Para Uwe Ritzer, contudo, as acusações eram precisas e poderiam ter sido investigadas se houvesse vontade para tal. Desbaratar um esquema de lavagem de dinheiro, afirma o jornalista, não pode ser uma tarefa de uma pessoa só.

Possível tema de campanha

Gustl Mollath passou seis anos esquecido num hospital psiquiátrico. Em 2012, porém, a divulgação de um relatório interno do HypoVereinsbank mantido por anos em segredo trouxe o caso de volta à tona.

Landgericht Nürnberg-Fürth
Tribunal Estadual de Nurembergue-FürthFoto: picture alliance / Daniel Karmann

"Com relativa rapidez, [o relatório chegava] à conclusão de que todas as afirmações podem ser confirmadas e que Mollath detinha informações internas", afirma Uwe Ritzer, que recebeu uma cópia do documento.

O relatório documenta erros graves dos funcionários do banco, infrações de diretrizes internas e regras externas, como por exemplo a lei que proíbe lavagem de dinheiro. O canal imenso de transferência escusa de divisas, cuja existência Mollath supunha, não existia, contudo. Um fiscal alemão aponta que houve no caso pequenas sonegações cotidianas de alguns cidadãos. Provas de um complô entre bancos, Justiça e políticos, a fim de eliminar Mollath do caminho, não foram constatadas pelo banco.

Mesmo assim, o relatório renovou a controvérsia, e a pressão sobre políticos e o Judiciário vem crescendo. As eleições na Baviera, estado-sede do escândalo, serão em setembro próximo, e o caso Mollath pode virar tema de campanha, colocando o governo contra a parede. No primeiro semestre deste ano, a Assembleia Legislativa do estado, cuja Justiça cuida do caso, abriu um inquérito que examinou a questão com mais precisão e revelou novos detalhes. O próprio Mollath foi ouvido.

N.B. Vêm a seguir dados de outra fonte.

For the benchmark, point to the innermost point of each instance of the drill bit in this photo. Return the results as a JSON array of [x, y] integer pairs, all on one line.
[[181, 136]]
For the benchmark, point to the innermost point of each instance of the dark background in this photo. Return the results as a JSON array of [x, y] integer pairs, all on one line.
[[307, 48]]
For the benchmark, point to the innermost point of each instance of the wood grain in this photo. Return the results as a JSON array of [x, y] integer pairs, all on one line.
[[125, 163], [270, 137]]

"Foi a primeira vez na história que um Parlamento alemão ouviu uma testemunha considerada louca e perigosa.", diz Uwe Ritzer. E pela primeira vez nos últimos sete anos um grêmio oficial se deu ao trabalho de ouvir Gustl Mollath. Segundo a opinião unânime de observadores, ele depôs de maneira tranquila e concentrada.

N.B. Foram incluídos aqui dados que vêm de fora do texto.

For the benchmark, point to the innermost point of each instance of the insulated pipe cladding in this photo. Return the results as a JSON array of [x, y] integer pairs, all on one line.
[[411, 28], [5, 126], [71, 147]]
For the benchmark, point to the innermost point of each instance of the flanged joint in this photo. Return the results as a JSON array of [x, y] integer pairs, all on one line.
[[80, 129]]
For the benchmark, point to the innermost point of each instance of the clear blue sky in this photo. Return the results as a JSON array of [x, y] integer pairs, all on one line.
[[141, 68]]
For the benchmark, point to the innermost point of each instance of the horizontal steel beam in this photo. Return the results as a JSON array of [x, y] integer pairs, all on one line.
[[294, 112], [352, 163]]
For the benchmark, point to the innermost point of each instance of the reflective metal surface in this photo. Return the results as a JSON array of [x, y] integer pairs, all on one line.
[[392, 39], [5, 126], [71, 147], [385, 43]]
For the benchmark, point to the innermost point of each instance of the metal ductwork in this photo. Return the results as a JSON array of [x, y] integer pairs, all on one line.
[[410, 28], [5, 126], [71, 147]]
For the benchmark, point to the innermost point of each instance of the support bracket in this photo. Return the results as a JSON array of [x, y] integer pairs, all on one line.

Um dia depois da audiência, o Tribunal Estadual de Bayreuth afirmou que Gustl Mollath deveria permanecer internado no hospital psiquiátrico. Se ele tivesse sido considerado réu comum, sua pena já teria expirado.

Hans Kudlich acentua, porém, que a internação num hospital psiquiátrico não é considerada cerceamento da liberdade, mas sim uma medida para proteger a sociedade. "A periculosidade de Mollath foi detectada durante o processo. E havia prognósticos de que ele poderia vir a cometer tais atos de novo. Se você considera que essa é a realidade, não temos nada a fazer exceto cercear a liberdade desta pessoa, por mais trágico que isso seja", diz o professor de Direito Penal.

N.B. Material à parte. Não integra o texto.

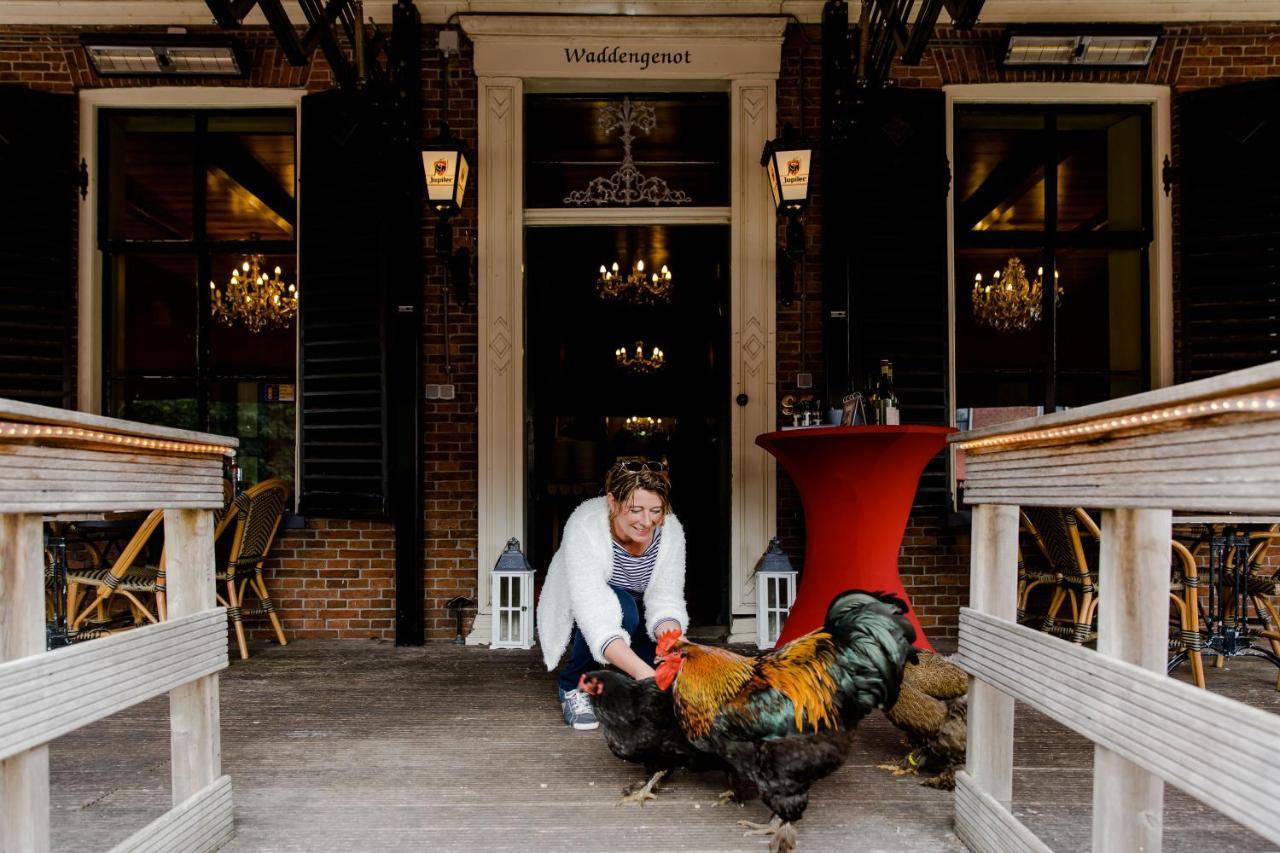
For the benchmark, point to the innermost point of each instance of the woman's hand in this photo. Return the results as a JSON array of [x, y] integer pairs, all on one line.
[[621, 656]]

Através de sua decisão, o Tribunal Estadual de Regensburgo poderá reabrir o processo nesta semana. Dois requerimentos de reabertura do mesmo, em prol do réu, já foram encaminhados. Um deles pelo advogado de Mollath e outro pelo Ministério Público – algo extremamente raro. Depois de um exame detalhado, a Promotoria encontrou três razões para reiniciar o caso.

Logo der Hypovereinsbank in Nürnberg
Logomarca do Hypovereinsbank em NurembergueFoto: picture-alliance/dpa

Primeiro, uma nova testemunha afirma que a ex-mulher de Mollath teria afirmado que iria colocá-lo num hospital psiquiátrico caso ele a denunciasse. Além disso, o atestado apresentado por Petra Mollath para documentar a suposta lesão corporal foi responsabilizado não estava correto do ponto de vista jurídico.

E, em terceiro lugar, passaram a pairar dúvidas sobre o disgnóstico de alucinação paranoica de Mollath, baseado em suas acusações de lavagem de dinheiro envolvendo várias pessoas. "O Estado de Direito perdeu muita confiança com o caso Gustl Mollath. Eu gostaria que essa confiabilidade fosse recobrada através de uma retomada mais limpa do caso", conclui Uwe Ritzer.